Keep the patient in the loop when docs talk amongst themselves

I had a patient recently left out of the loop as a colleague and I debated her fate and care! A large proportion of my patients live hundreds of kilometres away who are referred for surgery. I am often left with the challenge of co-managing them with the referring eye care professional without getting to examine them myself. Unfortunately for this patient, the referring ophthalmologist and I spent so much time talking amongst ourselves that we hadn't realized that the patient was not being kept informed of our thought processes.

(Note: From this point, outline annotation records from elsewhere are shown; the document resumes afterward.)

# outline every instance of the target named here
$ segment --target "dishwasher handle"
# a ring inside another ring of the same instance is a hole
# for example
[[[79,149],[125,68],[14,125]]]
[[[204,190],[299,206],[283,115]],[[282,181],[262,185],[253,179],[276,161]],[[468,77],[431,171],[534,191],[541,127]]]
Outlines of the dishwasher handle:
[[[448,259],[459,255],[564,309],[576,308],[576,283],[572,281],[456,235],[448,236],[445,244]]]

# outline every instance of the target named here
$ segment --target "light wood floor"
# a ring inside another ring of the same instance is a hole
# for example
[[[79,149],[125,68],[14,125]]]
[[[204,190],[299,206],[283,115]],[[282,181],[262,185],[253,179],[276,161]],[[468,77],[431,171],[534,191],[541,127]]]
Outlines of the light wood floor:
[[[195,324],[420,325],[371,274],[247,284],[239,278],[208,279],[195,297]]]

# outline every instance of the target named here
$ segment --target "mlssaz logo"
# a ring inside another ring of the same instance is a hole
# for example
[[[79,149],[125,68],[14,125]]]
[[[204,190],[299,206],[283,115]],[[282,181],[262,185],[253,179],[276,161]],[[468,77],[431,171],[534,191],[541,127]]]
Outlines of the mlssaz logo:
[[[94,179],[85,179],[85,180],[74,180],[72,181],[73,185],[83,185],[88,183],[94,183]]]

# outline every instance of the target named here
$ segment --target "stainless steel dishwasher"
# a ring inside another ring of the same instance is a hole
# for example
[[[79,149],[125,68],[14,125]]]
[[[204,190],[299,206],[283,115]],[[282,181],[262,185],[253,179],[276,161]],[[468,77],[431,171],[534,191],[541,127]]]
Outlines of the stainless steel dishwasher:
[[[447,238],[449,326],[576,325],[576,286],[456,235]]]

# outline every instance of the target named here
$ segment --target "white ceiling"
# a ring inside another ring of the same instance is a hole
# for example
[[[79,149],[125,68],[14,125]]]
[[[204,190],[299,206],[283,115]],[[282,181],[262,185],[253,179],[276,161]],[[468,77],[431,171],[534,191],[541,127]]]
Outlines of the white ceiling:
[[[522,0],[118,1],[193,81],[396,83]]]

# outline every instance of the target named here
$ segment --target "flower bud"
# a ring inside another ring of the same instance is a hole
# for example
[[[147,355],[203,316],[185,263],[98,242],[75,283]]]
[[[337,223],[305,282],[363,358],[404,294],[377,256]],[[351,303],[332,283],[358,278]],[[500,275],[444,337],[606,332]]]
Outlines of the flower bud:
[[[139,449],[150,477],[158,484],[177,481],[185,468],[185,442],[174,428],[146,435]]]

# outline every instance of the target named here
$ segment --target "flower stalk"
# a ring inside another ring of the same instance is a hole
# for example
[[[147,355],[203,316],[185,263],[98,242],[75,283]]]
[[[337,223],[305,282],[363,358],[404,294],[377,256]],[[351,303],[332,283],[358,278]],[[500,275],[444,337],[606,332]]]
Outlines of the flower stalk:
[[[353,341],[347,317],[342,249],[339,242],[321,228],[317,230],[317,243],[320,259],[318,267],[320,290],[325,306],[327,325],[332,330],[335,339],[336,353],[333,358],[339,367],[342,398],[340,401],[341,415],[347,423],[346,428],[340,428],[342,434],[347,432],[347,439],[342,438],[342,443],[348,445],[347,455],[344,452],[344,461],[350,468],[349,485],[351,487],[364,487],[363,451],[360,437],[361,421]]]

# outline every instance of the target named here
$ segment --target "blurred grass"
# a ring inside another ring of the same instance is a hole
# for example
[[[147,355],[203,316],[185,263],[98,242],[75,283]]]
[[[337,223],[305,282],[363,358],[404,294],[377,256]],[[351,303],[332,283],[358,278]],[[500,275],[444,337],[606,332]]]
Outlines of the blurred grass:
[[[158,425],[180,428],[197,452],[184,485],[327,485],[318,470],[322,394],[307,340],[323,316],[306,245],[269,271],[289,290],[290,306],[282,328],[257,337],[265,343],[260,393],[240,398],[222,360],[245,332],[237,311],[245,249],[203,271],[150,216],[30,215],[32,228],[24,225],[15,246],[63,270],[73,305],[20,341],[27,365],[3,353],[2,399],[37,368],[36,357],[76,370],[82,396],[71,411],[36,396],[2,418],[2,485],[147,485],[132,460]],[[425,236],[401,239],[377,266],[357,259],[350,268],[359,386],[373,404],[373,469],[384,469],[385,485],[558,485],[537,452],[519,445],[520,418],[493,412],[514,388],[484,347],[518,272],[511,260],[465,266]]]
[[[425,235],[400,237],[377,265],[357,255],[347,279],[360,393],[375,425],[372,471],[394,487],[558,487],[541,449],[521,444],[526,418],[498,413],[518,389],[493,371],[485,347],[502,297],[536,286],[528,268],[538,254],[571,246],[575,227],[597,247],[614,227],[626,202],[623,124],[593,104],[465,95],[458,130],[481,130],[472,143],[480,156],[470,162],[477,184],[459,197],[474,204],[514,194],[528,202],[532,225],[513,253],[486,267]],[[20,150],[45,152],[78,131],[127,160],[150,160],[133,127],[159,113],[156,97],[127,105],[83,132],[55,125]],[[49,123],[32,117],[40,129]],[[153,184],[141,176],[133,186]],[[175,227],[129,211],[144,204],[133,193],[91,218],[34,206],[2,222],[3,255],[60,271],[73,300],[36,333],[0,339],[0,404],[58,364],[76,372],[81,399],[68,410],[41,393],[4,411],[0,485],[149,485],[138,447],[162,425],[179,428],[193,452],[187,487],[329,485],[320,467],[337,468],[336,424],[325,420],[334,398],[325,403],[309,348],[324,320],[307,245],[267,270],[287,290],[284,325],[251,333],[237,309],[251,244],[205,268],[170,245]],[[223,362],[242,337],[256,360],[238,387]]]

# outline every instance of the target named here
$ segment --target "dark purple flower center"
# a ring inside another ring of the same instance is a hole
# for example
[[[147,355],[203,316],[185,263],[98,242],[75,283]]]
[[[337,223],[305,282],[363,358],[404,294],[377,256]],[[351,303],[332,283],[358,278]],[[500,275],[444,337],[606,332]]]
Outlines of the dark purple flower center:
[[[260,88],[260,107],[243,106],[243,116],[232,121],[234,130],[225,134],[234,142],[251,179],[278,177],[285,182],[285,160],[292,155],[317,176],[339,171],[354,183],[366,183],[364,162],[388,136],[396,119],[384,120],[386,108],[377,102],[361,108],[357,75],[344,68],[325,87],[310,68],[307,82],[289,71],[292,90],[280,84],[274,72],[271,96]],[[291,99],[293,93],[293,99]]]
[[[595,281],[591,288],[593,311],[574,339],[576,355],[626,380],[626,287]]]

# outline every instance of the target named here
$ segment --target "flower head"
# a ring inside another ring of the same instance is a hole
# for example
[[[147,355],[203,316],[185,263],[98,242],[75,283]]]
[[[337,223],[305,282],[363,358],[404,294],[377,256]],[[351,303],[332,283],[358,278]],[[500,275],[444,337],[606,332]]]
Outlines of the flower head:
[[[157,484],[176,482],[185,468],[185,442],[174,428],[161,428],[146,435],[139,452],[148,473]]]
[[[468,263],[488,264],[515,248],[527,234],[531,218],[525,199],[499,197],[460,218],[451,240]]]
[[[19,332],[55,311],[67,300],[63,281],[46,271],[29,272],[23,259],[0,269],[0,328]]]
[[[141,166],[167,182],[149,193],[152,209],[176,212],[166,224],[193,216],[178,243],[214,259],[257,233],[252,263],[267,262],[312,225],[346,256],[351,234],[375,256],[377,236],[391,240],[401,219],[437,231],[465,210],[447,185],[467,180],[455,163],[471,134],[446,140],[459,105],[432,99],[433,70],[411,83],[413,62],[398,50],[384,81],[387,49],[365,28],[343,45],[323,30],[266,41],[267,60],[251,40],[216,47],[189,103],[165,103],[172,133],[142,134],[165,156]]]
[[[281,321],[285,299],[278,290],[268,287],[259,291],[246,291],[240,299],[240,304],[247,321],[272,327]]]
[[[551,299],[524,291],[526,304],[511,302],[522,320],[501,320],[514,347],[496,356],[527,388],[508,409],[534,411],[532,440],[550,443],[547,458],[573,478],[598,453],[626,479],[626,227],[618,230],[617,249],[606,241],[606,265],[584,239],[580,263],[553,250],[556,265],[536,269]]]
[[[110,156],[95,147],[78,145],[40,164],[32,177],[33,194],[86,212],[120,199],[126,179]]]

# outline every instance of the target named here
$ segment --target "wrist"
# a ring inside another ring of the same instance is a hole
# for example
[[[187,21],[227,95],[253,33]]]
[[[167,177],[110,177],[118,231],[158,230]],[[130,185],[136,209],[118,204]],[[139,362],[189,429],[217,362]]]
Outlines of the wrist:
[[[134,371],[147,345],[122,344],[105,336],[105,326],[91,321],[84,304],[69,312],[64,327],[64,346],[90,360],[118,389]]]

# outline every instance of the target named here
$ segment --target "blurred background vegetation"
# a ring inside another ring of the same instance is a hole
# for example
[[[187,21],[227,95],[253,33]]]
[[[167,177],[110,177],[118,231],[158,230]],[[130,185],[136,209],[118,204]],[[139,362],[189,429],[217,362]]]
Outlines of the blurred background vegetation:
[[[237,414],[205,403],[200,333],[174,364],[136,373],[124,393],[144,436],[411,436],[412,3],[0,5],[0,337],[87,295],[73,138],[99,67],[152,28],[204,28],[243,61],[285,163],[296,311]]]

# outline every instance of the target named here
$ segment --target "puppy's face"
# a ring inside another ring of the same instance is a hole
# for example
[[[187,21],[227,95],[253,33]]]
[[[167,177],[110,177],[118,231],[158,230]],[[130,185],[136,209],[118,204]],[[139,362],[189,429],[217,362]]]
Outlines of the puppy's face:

This patient had previously been referred to me for uncontrolled glaucoma that I treated with an Ahmed Glaucoma Valve. Although this is successful in 90% of patients at 2 years and decreases the need for glaucoma drops from on average 3.4 meds prior surgery to 1.1 meds afterwards, there are still some patients in whom the glaucoma remains inadequately controlled. This was the case for this patient as despite adding glaucoma medications and several 'needlings' to help break scar tissue over the implant was still not enough.

​Broken telephone

The referring ophthalmologist and I exchanged several emails, faxes, and phone calls regarding the best next step in this patient's care. I had made the erroneous assumption that as this patient lived far away that the referring doctor was conveying the information to the patient after we talked amongst ourselves each time. We each actually spent quite a bit of time discussing how best to care for this patient and settled on the idea of augmenting her prior surgery with a small amount of diode laser cycloablation therapy. Little did I know that the patient was never made aware of any of our conversations and was just sitting at home, worrying about why nobody was helping her get her glaucoma under better control.

My office arranged for the patient to come back to Vancouver in order to undergo the cycloablation by calling her. It was a complete surprise to her as nobody had explained anything to her as I later found out. The patient had many questions but was told by my office staff something along the lines of "Dr Schertzer is really very busy and won't be able to talk to you when you come for your procedure," or at least that is how it was remembered by the patient.

Fortunately, a few days before the patient was to come to see me for the cycloablation, she called me on my cellphone. I clarified what my office staff meant in that I was squeezing in her procedure after my morning surgery in the operating room and before my afternoon patients, which was not meant to sound like I have no time for her. Over the phone I was able to explain to her that her referring eye doc and I had thoroughly discussed various options including a repeat round of 'needling,' an additional drainage tube, and supplemental cycloablation and the rationale for why the latter would be best for her.

Communication lines need to always remain open between doctor and patient so they are actively involved in the treatment decisions. I usually strive for this in the patients I see on a regular basis but in this case I should have picked up the phone to call the patient and am grateful that she tracked me down so we could speak. She and I have since joked about the whole thing.